- Volume 1 tankōbon cover of Coquelicot-zaka kara

コクリコ坂から (Kokurikozaka kara)
- Written by: Tetsurō Sayama
- Illustrated by: Chizuru Takahashi
- Published by: Kodansha Kadokawa Shoten (2010 edition)
- Imprint: KC Nakayoshi
- Magazine: Nakayoshi
- Original run: December 1979 – July 1980
- Volumes: 2
- From Up on Poppy Hill;

= Coquelicot-zaka kara =

Japanese manga series

Coquelicot-zaka kara (コクリコ坂から, Kokuriko-zaka kara) is a Japanese manga series written by Tetsurō Sayama and illustrated by Chizuru Takahashi. It was originally serialized in 1979 in the manga magazine Nakayoshi. The series was adapted into the 2011 animated film From Up on Poppy Hill, animated by Studio Ghibli and directed by Gorō Miyazaki.

==Plot==
The manga is set in the late 1960s in Yokohama, Japan; the Ghibli film is set in 1963. The main character, Umi Komatsuzaki, is a high school girl who has to grow up quickly when her father goes missing.

==Media==
===Manga===
The manga was written by written by Tetsurō Sayama and illustrated by Chizuru Takahashi, and was published by Kodansha in the manga magazine Nakayoshi from December 1979 (January issue 1980) to July 1980 (August issue 1980). The manga was collected in two volumes published under the KC Nakayoshi imprint.

===Film===

Studio Ghibli announced on December 15, 2010, that it would be adapting the manga for its 2011 summer release film. The staff announced for the film include Gorō Miyazaki as the director, with a screenplay by Hayao Miyazaki and Keiko Niwa, and music composed by Satoshi Takebe.

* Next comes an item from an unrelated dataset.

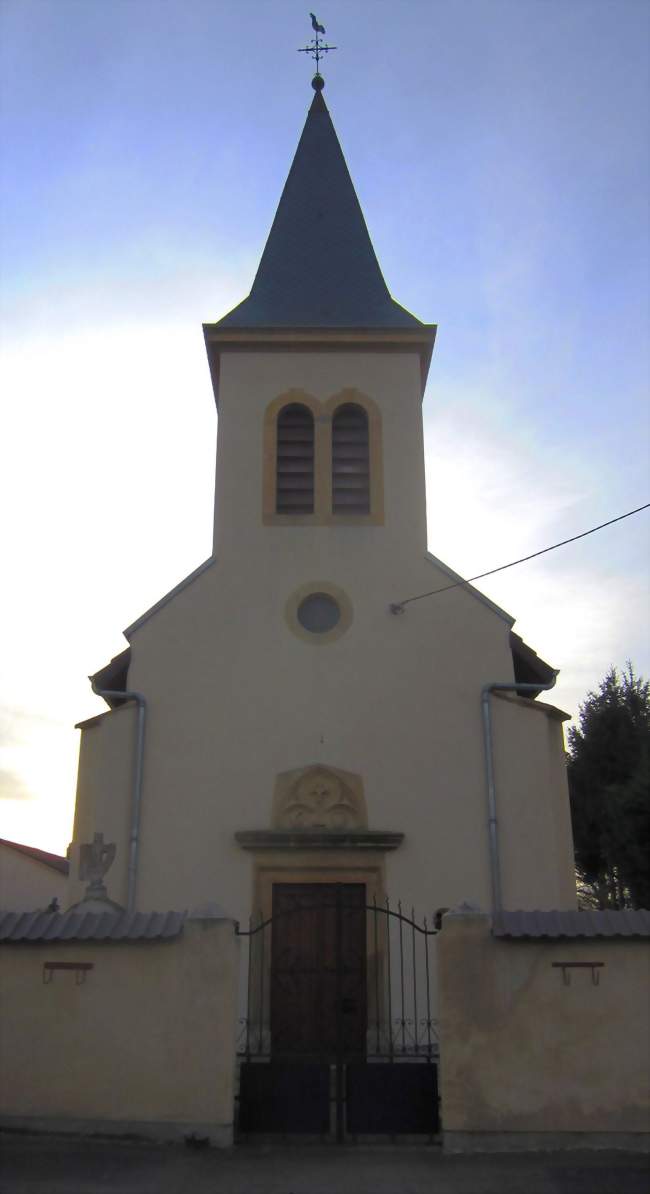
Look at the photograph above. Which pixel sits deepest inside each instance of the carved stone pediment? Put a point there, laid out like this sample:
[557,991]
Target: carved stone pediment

Aoi Teshima, who played the role of Theru and sang the theme song in the 2006 Ghibli film Tales from Earthsea would also sing the theme song for this film. Toshio Suzuki was to produce Kokurikozaka kara, to be distributed domestically by Toho.

In the film adaptation, Umi's family name is shortened to Matsuzaki.